RBNZ Meeting: New Governor, Same Old Neutral Message?

The Reserve Bank of New Zealand (RBNZ) will announce its rate decision on Wednesday at 2100 GMT. Policymakers are widely expected to remain on hold, so price action will be driven by any changes in the accompanying statement, as well as the updated economic forecasts. While the broader policy message is likely to remain neutral, the Bank could revise slightly higher its inflation forecasts, which may help the battered kiwi get some reprieve.

The RBNZ’s upcoming meeting will be closely watched, as it will be the first one under both a new Governor and an expanded mandate, which now includes promoting full employment in addition to price stability. Even though the new RBNZ chief, Adrian Orr, is anticipated to maintain a “steady course” with regards to policy, the statement and subsequent press conference will still be scrutinized for any minor changes that might provide insight into Orr’s future decisions.

Since the Bank last met in March, developments have been mixed overall. On the inflation front, although the CPI rate dipped to 1.1% year-over-year in Q1, this is unlikely to have surprised RBNZ policymakers, who already expected inflation to tumble to 1.1% in their latest set of forecasts in February. What probably came as a surprise though, is the sharp decline in the kiwi’s exchange rate and the surge in commodity prices since the February forecasts, both of which argue for an upward revision in the new inflation forecasts.

As for the labor market, it posted another quarter of strong employment growth in Q1. However, wage growth remained stuck at 1.9% in yearly terms, likely disappointing those that expected a tight labor market to start producing higher wages, and consequently higher inflation down the road. Still, it’s not all bad news for the Bank, as the minimum wage was raised on April 1 and is anticipated to be raised many more times over the coming years.

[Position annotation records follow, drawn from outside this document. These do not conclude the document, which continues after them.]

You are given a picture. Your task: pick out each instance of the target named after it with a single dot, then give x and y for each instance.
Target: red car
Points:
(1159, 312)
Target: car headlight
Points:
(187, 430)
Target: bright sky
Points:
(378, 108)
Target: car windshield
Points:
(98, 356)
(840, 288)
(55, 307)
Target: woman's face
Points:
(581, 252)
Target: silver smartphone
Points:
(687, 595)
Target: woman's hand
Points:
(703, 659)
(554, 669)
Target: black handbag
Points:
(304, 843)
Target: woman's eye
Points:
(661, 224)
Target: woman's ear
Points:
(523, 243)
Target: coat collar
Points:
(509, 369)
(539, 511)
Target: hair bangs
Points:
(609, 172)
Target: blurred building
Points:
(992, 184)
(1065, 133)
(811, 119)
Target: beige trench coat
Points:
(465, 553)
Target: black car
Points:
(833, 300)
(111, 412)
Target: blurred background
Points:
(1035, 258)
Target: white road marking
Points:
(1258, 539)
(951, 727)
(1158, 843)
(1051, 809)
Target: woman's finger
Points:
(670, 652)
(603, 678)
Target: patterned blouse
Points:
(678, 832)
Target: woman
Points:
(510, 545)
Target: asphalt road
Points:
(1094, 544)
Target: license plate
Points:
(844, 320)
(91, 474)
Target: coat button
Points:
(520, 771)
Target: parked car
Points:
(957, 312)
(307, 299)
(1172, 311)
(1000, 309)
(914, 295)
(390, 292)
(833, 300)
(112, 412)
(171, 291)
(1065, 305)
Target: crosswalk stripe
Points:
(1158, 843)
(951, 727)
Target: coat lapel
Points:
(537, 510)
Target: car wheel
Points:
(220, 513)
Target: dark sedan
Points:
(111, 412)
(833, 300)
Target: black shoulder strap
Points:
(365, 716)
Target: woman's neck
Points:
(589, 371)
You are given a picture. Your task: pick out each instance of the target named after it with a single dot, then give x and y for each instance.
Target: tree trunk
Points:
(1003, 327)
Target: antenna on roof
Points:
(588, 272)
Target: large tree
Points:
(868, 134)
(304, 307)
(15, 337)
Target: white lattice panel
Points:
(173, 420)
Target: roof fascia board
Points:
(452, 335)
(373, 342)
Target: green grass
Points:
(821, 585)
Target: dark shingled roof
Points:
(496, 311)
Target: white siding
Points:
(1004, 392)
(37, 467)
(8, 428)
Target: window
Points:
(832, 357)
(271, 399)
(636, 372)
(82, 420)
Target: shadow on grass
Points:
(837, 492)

What may be worrisome is the tightening in financial conditions that has occurred lately. Even though the RBNZ is maintaining its own rates unchanged, rising interest rates abroad are spilling over into slightly higher rates for New Zealand’s commercial banks. This was already flagged as a key risk by the Bank in February, as it may begin to manifest itself into higher mortgage rates for households, and thereby dampen consumption and economic growth.

Putting all the above together, policymakers are highly likely to maintain a broadly neutral tone, signaling that any rate increase is still far away. Price action in kiwi/dollar will probably depend on whether the Bank places more emphasis on the positive developments surrounding the inflation outlook, or the risk of rising mortgage rates. Although there is a lot of uncertainty involved, a reasonable scenario is one where the Bank raises its short-term inflation forecasts and signals that, it is monitoring mortgage rates closely and will act accordingly, but only if needed. To the extent that this amplifies speculation for slightly earlier rate hikes, kiwi/dollar could rebound, though any such reaction is unlikely to be massive.

Technically, advances in kiwi/dollar may encounter resistance near the 0.7052 level, which is the high of May 4. Further up, sell orders may be found initially at 0.7095, the top of April 27, and subsequently near 0.7150, the bottom of March 21.

On the downside, immediate support to declines may come around the 0.6950 handle, marked by the low of May 8. A downside break of that area could open the way for the 0.6915 barrier, which is the December 6 top, and afterwards for 0.6850, identified by the inside swing low on November 27.